Kata Containers runs each container inside a lightweight virtual machine. This provides hardware-level isolation via the hypervisor. A container escape reaches the guest VM, not the host.

```yaml
apiVersion: node.k8s.io/v1
kind: RuntimeClass
metadata:
  name: kata
handler: kata
overhead:
  podFixed:
    memory: "160Mi"
    cpu: "250m"
```

```yaml
apiVersion: v1
kind: Pod
metadata:
  name: isolated-workload
spec:
  runtimeClassName: kata
  containers:
    - name: app
      image: sensitive-app:1.0.0
```

Kata Containers have higher overhead than gVisor (each pod gets a VM with its own kernel) but provide stronger isolation because they use hardware virtualization. Use Kata for workloads that require the strongest possible isolation, such as running customer-supplied code or processing classified data.

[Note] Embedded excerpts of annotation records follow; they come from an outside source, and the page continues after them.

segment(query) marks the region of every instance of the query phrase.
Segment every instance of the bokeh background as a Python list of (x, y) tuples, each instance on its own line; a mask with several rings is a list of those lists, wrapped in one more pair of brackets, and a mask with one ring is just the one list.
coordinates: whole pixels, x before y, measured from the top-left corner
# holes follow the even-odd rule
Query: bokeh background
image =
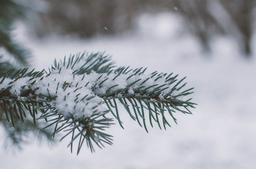
[[(1, 168), (254, 168), (255, 7), (255, 0), (1, 1), (1, 59), (41, 70), (55, 58), (105, 51), (118, 66), (186, 76), (198, 105), (193, 115), (177, 113), (178, 125), (170, 118), (172, 128), (156, 123), (149, 134), (122, 109), (125, 129), (108, 130), (114, 145), (93, 154), (84, 145), (78, 156), (69, 139), (49, 144), (38, 132), (22, 133), (19, 149), (6, 139), (16, 131), (0, 118)], [(19, 50), (6, 47), (6, 32)]]

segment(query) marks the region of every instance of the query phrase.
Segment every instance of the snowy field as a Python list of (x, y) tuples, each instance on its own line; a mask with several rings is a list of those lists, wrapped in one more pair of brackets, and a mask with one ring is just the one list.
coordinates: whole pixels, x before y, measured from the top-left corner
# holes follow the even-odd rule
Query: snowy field
[(32, 141), (15, 153), (1, 148), (1, 168), (254, 168), (256, 56), (245, 59), (231, 38), (213, 39), (212, 53), (203, 54), (195, 38), (181, 33), (178, 20), (168, 14), (145, 15), (134, 34), (88, 40), (40, 41), (19, 34), (32, 50), (38, 70), (50, 66), (54, 58), (105, 51), (118, 66), (186, 76), (198, 105), (193, 115), (177, 113), (178, 125), (170, 118), (172, 128), (160, 130), (155, 123), (149, 134), (123, 109), (125, 129), (113, 126), (108, 132), (114, 145), (93, 154), (86, 145), (78, 156), (71, 154), (70, 139), (53, 146)]

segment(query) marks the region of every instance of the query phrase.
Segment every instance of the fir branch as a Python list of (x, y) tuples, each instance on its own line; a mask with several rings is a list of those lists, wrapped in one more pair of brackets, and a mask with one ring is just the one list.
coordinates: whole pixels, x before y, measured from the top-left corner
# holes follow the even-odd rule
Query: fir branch
[(182, 91), (185, 78), (178, 81), (172, 73), (147, 75), (143, 68), (114, 67), (110, 57), (104, 53), (84, 52), (55, 60), (48, 72), (6, 70), (0, 73), (0, 101), (6, 119), (14, 126), (14, 117), (23, 121), (29, 112), (35, 123), (37, 119), (49, 124), (45, 128), (54, 126), (53, 137), (61, 131), (67, 132), (62, 139), (71, 135), (71, 152), (78, 139), (78, 154), (85, 139), (92, 152), (93, 144), (100, 148), (112, 144), (112, 136), (101, 131), (113, 124), (113, 119), (105, 116), (109, 112), (123, 128), (120, 104), (147, 132), (147, 112), (152, 127), (153, 119), (165, 130), (170, 126), (167, 115), (177, 123), (173, 113), (191, 114), (190, 109), (195, 104), (182, 98), (193, 93), (192, 88)]

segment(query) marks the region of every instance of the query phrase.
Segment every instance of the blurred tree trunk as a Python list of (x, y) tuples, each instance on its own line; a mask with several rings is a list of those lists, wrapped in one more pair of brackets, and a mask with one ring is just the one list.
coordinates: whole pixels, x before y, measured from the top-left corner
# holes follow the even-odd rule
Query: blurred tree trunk
[(255, 1), (221, 0), (220, 2), (240, 32), (242, 51), (247, 56), (250, 56), (252, 52), (250, 44), (255, 23), (253, 12)]

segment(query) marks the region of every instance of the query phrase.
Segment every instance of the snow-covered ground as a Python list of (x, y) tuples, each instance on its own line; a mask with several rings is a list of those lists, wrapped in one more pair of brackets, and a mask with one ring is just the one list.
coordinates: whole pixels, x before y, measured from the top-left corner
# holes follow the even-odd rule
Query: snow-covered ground
[[(35, 66), (85, 50), (105, 51), (118, 66), (147, 67), (146, 72), (186, 76), (198, 104), (193, 115), (176, 114), (167, 131), (149, 134), (125, 110), (125, 130), (108, 130), (114, 145), (92, 154), (84, 145), (78, 156), (66, 146), (69, 139), (49, 146), (36, 141), (16, 153), (0, 149), (1, 168), (254, 168), (256, 166), (256, 61), (241, 56), (231, 38), (213, 39), (205, 56), (194, 38), (183, 34), (179, 19), (168, 14), (142, 16), (133, 35), (89, 40), (52, 37), (37, 41), (20, 37), (35, 56)], [(107, 30), (106, 30), (107, 31)], [(254, 43), (255, 45), (255, 43)]]

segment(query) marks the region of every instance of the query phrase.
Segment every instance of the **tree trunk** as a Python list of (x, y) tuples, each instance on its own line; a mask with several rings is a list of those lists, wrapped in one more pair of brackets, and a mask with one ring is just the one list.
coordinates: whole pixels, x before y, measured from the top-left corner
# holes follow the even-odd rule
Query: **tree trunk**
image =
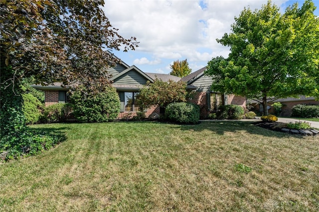
[(264, 116), (268, 115), (268, 109), (267, 109), (267, 96), (263, 97), (263, 108), (264, 109)]

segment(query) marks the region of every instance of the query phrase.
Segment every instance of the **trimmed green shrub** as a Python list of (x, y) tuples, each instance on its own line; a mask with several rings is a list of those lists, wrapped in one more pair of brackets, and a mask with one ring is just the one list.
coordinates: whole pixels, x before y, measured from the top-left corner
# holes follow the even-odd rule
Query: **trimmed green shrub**
[(199, 121), (199, 106), (189, 102), (173, 102), (165, 110), (165, 117), (171, 122), (181, 124), (196, 124)]
[(23, 99), (22, 111), (25, 116), (26, 124), (38, 122), (42, 115), (42, 104), (30, 93), (25, 93), (22, 96)]
[(310, 123), (306, 122), (289, 122), (287, 123), (287, 128), (295, 130), (307, 129), (310, 129), (311, 126)]
[(133, 118), (134, 121), (143, 121), (146, 118), (145, 113), (144, 112), (138, 112), (136, 113), (136, 116)]
[(244, 109), (239, 105), (221, 105), (216, 113), (217, 119), (241, 119), (244, 116)]
[(256, 113), (254, 111), (249, 111), (245, 114), (245, 117), (247, 119), (253, 119), (256, 116)]
[(208, 118), (209, 119), (216, 119), (217, 117), (216, 113), (211, 113), (208, 115)]
[(105, 122), (117, 118), (121, 105), (115, 88), (94, 92), (79, 87), (70, 97), (75, 118), (80, 122)]
[(71, 105), (68, 103), (57, 103), (44, 107), (40, 121), (44, 123), (65, 122), (72, 112)]
[(260, 117), (260, 119), (264, 122), (274, 122), (278, 121), (278, 118), (277, 116), (274, 115), (268, 115), (268, 116), (263, 116)]
[(291, 116), (294, 117), (319, 117), (319, 105), (297, 105), (293, 107), (292, 111)]
[(283, 108), (283, 104), (280, 102), (275, 102), (274, 104), (271, 105), (272, 107), (274, 107), (274, 112), (275, 112), (275, 115), (276, 116), (279, 116), (281, 113), (282, 108)]

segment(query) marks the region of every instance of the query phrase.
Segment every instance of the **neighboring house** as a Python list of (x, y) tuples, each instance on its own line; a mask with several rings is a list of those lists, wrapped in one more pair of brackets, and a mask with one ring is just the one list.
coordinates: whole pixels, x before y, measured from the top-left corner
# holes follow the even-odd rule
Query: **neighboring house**
[[(281, 116), (289, 117), (291, 116), (292, 108), (295, 105), (299, 104), (304, 105), (319, 105), (319, 101), (316, 101), (314, 97), (307, 97), (306, 96), (301, 95), (299, 98), (288, 97), (286, 98), (278, 99), (275, 101), (269, 102), (267, 105), (269, 109), (268, 112), (274, 113), (274, 107), (271, 105), (275, 102), (280, 102), (283, 105), (282, 112), (279, 115)], [(262, 112), (263, 105), (255, 100), (249, 100), (249, 103), (254, 106), (255, 110)]]
[[(140, 89), (148, 81), (153, 82), (156, 78), (168, 81), (181, 80), (187, 83), (187, 89), (193, 94), (189, 101), (198, 104), (201, 108), (201, 118), (206, 118), (209, 112), (216, 110), (217, 107), (222, 104), (237, 104), (246, 106), (246, 98), (233, 95), (224, 95), (210, 91), (212, 78), (204, 75), (206, 67), (191, 73), (183, 78), (169, 74), (146, 73), (135, 66), (129, 66), (124, 62), (111, 68), (108, 71), (112, 77), (113, 86), (116, 88), (121, 101), (121, 112), (118, 118), (131, 118), (139, 111), (139, 106), (135, 102), (135, 97)], [(44, 91), (45, 105), (50, 105), (59, 102), (68, 101), (67, 87), (63, 87), (61, 83), (55, 83), (53, 85), (42, 86), (34, 85), (33, 87)], [(148, 117), (153, 112), (160, 113), (160, 107), (152, 106), (146, 112)]]

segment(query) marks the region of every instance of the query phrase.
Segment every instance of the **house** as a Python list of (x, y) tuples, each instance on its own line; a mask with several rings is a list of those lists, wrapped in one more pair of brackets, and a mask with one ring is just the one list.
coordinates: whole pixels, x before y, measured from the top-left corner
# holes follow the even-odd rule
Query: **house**
[[(246, 106), (246, 98), (233, 95), (225, 95), (210, 90), (212, 77), (205, 76), (206, 67), (200, 69), (182, 78), (169, 74), (144, 72), (135, 66), (129, 66), (125, 63), (117, 64), (110, 68), (108, 71), (111, 74), (110, 80), (116, 88), (121, 101), (121, 110), (118, 118), (130, 118), (139, 111), (139, 106), (135, 102), (135, 97), (140, 89), (148, 81), (153, 82), (156, 78), (164, 81), (172, 80), (182, 80), (187, 83), (187, 89), (193, 94), (189, 101), (200, 106), (201, 118), (206, 118), (209, 113), (216, 110), (222, 104), (237, 104)], [(61, 86), (56, 82), (53, 85), (43, 86), (33, 85), (33, 87), (42, 90), (45, 93), (45, 105), (48, 106), (68, 101), (67, 87)], [(160, 108), (154, 106), (145, 112), (146, 117), (153, 112), (160, 114)]]
[[(262, 112), (263, 105), (256, 101), (250, 100), (249, 103), (253, 106), (255, 110)], [(268, 112), (273, 113), (274, 112), (274, 107), (271, 105), (275, 102), (280, 102), (283, 105), (282, 112), (279, 114), (280, 116), (289, 117), (291, 116), (292, 108), (295, 105), (299, 104), (304, 105), (319, 105), (319, 101), (316, 101), (314, 97), (306, 97), (304, 95), (300, 95), (299, 98), (288, 97), (278, 99), (268, 103), (268, 107), (269, 108)]]
[(206, 67), (203, 67), (181, 78), (187, 86), (196, 88), (192, 91), (192, 97), (189, 101), (199, 105), (201, 118), (206, 118), (210, 113), (216, 111), (218, 106), (222, 105), (234, 104), (246, 107), (245, 97), (211, 90), (213, 77), (205, 75), (206, 69)]

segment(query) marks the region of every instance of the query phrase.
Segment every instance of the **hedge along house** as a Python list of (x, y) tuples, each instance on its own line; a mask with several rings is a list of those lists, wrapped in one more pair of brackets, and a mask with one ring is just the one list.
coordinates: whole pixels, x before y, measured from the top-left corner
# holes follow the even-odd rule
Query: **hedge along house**
[(206, 67), (203, 67), (181, 78), (182, 81), (187, 83), (187, 86), (196, 88), (192, 91), (191, 96), (192, 96), (189, 101), (199, 106), (201, 118), (206, 118), (209, 113), (216, 112), (220, 105), (234, 104), (246, 107), (245, 97), (211, 90), (213, 77), (205, 75), (206, 69)]
[[(183, 78), (169, 74), (146, 73), (135, 66), (129, 66), (121, 61), (115, 67), (108, 69), (111, 74), (110, 81), (116, 88), (121, 102), (121, 110), (118, 118), (130, 118), (136, 115), (140, 107), (135, 102), (135, 98), (140, 89), (148, 81), (153, 82), (156, 78), (163, 81), (172, 80), (182, 80), (187, 83), (187, 89), (193, 94), (189, 101), (199, 105), (201, 118), (206, 118), (209, 113), (215, 111), (219, 105), (223, 104), (237, 104), (245, 107), (246, 98), (233, 95), (225, 95), (210, 90), (213, 82), (212, 77), (205, 76), (204, 71), (206, 67), (200, 69)], [(68, 101), (68, 87), (61, 86), (60, 83), (53, 85), (42, 86), (33, 85), (33, 87), (42, 90), (45, 93), (45, 105), (49, 106), (58, 103)], [(148, 117), (153, 112), (160, 113), (160, 108), (154, 106), (145, 111)]]

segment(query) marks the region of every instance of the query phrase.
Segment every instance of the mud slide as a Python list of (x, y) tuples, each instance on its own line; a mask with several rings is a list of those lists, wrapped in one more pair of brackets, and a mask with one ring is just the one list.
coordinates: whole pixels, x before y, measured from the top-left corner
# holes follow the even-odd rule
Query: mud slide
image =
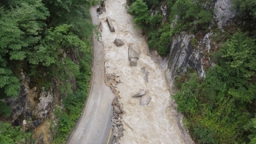
[[(133, 17), (125, 7), (126, 0), (106, 0), (106, 13), (99, 15), (102, 21), (102, 39), (106, 51), (106, 74), (118, 76), (117, 86), (120, 102), (123, 104), (122, 114), (124, 136), (119, 142), (133, 143), (186, 143), (178, 125), (177, 113), (170, 106), (170, 94), (163, 71), (154, 62), (142, 30), (133, 23)], [(111, 32), (106, 21), (110, 18), (115, 32)], [(115, 38), (125, 45), (117, 46)], [(132, 46), (139, 54), (136, 66), (130, 66), (128, 48)], [(141, 98), (133, 98), (139, 90), (146, 90), (151, 96), (150, 102), (141, 106)]]

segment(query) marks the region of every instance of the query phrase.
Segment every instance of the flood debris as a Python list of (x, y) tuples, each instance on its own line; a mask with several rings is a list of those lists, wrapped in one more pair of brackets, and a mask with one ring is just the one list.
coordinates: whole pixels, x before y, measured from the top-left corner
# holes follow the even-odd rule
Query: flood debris
[(150, 95), (143, 95), (141, 99), (141, 106), (147, 106), (150, 102), (151, 96)]
[(141, 97), (145, 94), (146, 94), (145, 90), (139, 90), (133, 97), (137, 98), (137, 97)]
[(138, 53), (133, 49), (131, 45), (129, 45), (129, 48), (128, 48), (129, 61), (130, 61), (131, 58), (138, 59), (138, 56), (139, 56)]
[(137, 58), (131, 58), (130, 59), (130, 66), (137, 66)]
[(114, 41), (114, 43), (115, 44), (115, 46), (123, 46), (125, 43), (119, 38), (115, 38)]
[(121, 82), (118, 76), (116, 76), (114, 74), (107, 74), (105, 75), (105, 83), (106, 86), (110, 86), (112, 92), (114, 94), (115, 98), (112, 102), (113, 106), (113, 116), (111, 119), (111, 126), (113, 130), (114, 138), (112, 144), (120, 144), (118, 142), (119, 138), (123, 136), (123, 124), (122, 122), (122, 117), (120, 114), (123, 113), (123, 106), (119, 102), (120, 96), (119, 91), (117, 88), (117, 85)]
[(111, 20), (110, 16), (106, 17), (106, 22), (107, 22), (107, 24), (108, 24), (108, 26), (110, 27), (110, 31), (111, 32), (115, 32), (114, 27), (113, 24), (112, 24), (112, 20)]
[(128, 60), (130, 61), (130, 66), (137, 66), (137, 60), (138, 59), (138, 53), (135, 51), (131, 45), (128, 48)]
[(101, 6), (98, 8), (96, 9), (96, 12), (98, 14), (97, 17), (98, 17), (98, 15), (100, 15), (103, 12), (106, 12), (104, 1), (101, 3)]
[(144, 74), (144, 80), (146, 82), (149, 82), (149, 72), (146, 70), (145, 67), (142, 68), (142, 71)]

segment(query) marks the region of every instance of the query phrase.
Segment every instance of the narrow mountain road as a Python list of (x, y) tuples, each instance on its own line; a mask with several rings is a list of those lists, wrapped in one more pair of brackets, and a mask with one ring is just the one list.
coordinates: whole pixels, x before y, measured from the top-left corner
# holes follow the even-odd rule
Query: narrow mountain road
[[(100, 21), (96, 6), (90, 9), (94, 25)], [(66, 144), (106, 144), (111, 143), (111, 102), (114, 98), (104, 82), (105, 50), (101, 42), (94, 38), (93, 78), (85, 108), (71, 133)]]

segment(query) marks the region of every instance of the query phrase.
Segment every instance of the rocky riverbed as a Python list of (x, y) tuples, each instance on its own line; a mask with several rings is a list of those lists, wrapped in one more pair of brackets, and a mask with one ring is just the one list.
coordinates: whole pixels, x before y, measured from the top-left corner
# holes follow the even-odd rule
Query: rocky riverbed
[[(114, 110), (113, 131), (118, 140), (114, 143), (188, 143), (172, 106), (164, 72), (153, 61), (142, 30), (135, 27), (133, 17), (127, 13), (126, 2), (105, 1), (106, 12), (98, 15), (106, 50), (105, 75), (109, 80), (113, 77), (112, 82), (114, 78), (120, 81), (111, 84), (105, 80), (115, 94), (118, 110)], [(116, 38), (124, 45), (117, 46)], [(130, 56), (136, 55), (133, 50), (138, 58)], [(142, 90), (146, 93), (143, 96), (133, 97)], [(114, 109), (115, 106), (114, 104)], [(117, 134), (118, 130), (122, 132)]]

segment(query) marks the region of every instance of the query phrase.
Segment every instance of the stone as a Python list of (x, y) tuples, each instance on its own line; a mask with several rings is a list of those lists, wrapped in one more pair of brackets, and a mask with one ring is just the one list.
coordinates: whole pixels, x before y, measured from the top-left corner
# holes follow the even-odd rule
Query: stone
[(125, 44), (121, 39), (118, 39), (118, 38), (115, 38), (115, 40), (114, 41), (114, 43), (117, 46), (122, 46)]
[(138, 90), (133, 97), (137, 98), (137, 97), (141, 97), (142, 95), (146, 94), (146, 90)]
[(136, 58), (138, 59), (138, 53), (137, 53), (137, 51), (135, 51), (133, 47), (131, 46), (131, 45), (129, 45), (129, 48), (128, 48), (128, 58), (129, 61), (131, 60), (131, 58)]
[(125, 130), (122, 126), (120, 126), (118, 127), (118, 129), (119, 129), (119, 130), (121, 130), (121, 131), (123, 131), (123, 130)]
[(130, 66), (137, 66), (137, 58), (131, 58), (130, 59)]
[(22, 123), (23, 123), (23, 125), (26, 125), (26, 122), (25, 119), (22, 121)]
[(119, 82), (120, 82), (120, 78), (114, 78), (114, 81), (119, 83)]
[(149, 82), (149, 72), (146, 70), (145, 67), (142, 68), (142, 73), (144, 74), (144, 80), (146, 82)]
[(110, 31), (111, 32), (115, 32), (115, 30), (114, 30), (114, 27), (113, 24), (112, 24), (112, 21), (110, 19), (110, 17), (109, 17), (109, 16), (106, 17), (106, 22), (107, 22), (107, 24), (108, 24), (108, 26), (110, 27)]
[(118, 114), (122, 113), (121, 110), (118, 106), (114, 106), (114, 111)]
[(148, 105), (150, 102), (151, 96), (143, 95), (141, 99), (141, 106)]

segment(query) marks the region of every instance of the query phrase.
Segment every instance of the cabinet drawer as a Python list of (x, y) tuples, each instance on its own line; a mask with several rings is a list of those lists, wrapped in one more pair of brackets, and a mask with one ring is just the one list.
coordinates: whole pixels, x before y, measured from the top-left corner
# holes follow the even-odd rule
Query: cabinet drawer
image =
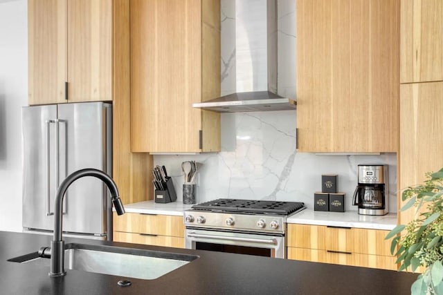
[(114, 241), (132, 242), (134, 244), (152, 245), (154, 246), (172, 247), (174, 248), (185, 247), (185, 238), (165, 236), (149, 236), (143, 234), (125, 233), (114, 231)]
[(114, 213), (114, 231), (148, 234), (175, 237), (185, 236), (182, 216), (127, 213), (118, 216)]
[(389, 231), (322, 225), (288, 225), (287, 246), (390, 256)]
[(393, 256), (288, 247), (288, 259), (397, 270)]

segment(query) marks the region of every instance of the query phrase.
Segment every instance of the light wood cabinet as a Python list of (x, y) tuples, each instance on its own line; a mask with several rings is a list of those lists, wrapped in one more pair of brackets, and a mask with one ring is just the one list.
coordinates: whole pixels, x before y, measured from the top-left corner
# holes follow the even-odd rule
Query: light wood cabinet
[(399, 0), (298, 0), (298, 149), (397, 152)]
[(401, 83), (443, 81), (443, 2), (401, 0)]
[[(425, 173), (443, 166), (443, 82), (400, 85), (399, 208), (401, 192), (421, 184)], [(413, 219), (413, 209), (399, 212), (399, 223)]]
[(389, 231), (288, 225), (288, 259), (397, 269)]
[(28, 1), (28, 101), (66, 102), (66, 1)]
[(118, 3), (28, 1), (29, 104), (113, 99), (113, 45), (120, 41), (114, 44), (113, 28), (122, 17), (114, 8)]
[(116, 242), (185, 247), (183, 216), (114, 213), (113, 235)]
[(220, 3), (131, 1), (132, 148), (220, 150), (220, 115), (192, 104), (220, 95)]
[(28, 9), (29, 104), (66, 102), (66, 81), (69, 102), (112, 100), (122, 202), (152, 199), (152, 156), (131, 153), (129, 1), (29, 0)]

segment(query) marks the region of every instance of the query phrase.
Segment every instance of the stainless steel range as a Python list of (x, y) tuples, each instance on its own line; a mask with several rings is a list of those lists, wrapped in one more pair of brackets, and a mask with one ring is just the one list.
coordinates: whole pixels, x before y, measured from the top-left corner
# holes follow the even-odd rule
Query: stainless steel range
[(300, 202), (217, 199), (185, 211), (187, 249), (286, 258), (286, 219)]

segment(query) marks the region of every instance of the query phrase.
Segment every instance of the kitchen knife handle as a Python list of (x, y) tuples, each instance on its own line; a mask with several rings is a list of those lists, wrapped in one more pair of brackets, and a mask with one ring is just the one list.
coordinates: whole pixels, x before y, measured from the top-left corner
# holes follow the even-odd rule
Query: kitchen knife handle
[(46, 123), (46, 216), (54, 215), (53, 212), (51, 211), (51, 151), (50, 151), (50, 140), (49, 140), (49, 128), (50, 124), (52, 123), (52, 120), (48, 120), (45, 122)]

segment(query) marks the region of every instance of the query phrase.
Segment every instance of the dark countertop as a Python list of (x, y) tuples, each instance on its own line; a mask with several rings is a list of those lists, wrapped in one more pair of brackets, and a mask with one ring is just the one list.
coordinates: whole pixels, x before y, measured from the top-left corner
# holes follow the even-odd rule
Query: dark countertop
[(2, 294), (408, 294), (417, 274), (247, 255), (66, 238), (68, 242), (112, 245), (199, 255), (199, 258), (155, 280), (69, 270), (48, 276), (49, 267), (7, 261), (48, 246), (52, 236), (0, 231)]

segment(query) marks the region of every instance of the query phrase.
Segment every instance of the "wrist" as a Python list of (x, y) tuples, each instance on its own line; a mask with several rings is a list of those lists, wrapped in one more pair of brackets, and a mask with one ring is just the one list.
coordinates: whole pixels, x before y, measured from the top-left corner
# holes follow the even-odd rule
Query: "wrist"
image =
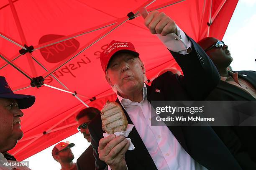
[(125, 161), (122, 161), (119, 162), (117, 165), (110, 165), (109, 166), (111, 168), (111, 170), (127, 170), (127, 165)]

### Runtime Isolation Comparison

| Feature | runc (default) | gVisor | Kata Containers |
|---|---|---|---|
| Isolation boundary | Linux namespaces + cgroups | User-space kernel | Hardware VM |
| Syscall overhead | None | 2-10x | 1.5-3x |
| Memory overhead | Minimal | ~50MB per sandbox | ~160MB per pod |
| Startup time | <1 second | ~1 second | 2-5 seconds |
| Kernel vulnerability protection | None | Strong | Strongest |
| Compatibility | Full | Most workloads | Most workloads |
| Best for | Trusted workloads | Multi-tenant, untrusted input | Highest-security, multi-tenant |

## Layered Defense

No single mechanism provides complete runtime security. Layer them:

1. **Seccomp**: Restrict which syscalls are available. The kernel-level filter.
2. **AppArmor/SELinux**: Restrict file and network access. The OS-level policy.
3. **Capabilities**: Drop unnecessary root powers. The privilege-level control.
4. **Read-only filesystem**: Prevent runtime modification. The immutability guarantee.
5. **Falco**: Detect when something bypasses the above controls. The detection layer.
6. **gVisor/Kata**: Isolate the workload from the host kernel entirely. The containment layer.

Apply layers 1 through 5 to every workload. Add layer 6 for untrusted or highest-risk workloads. Each layer reduces the attack surface that the next layer must defend.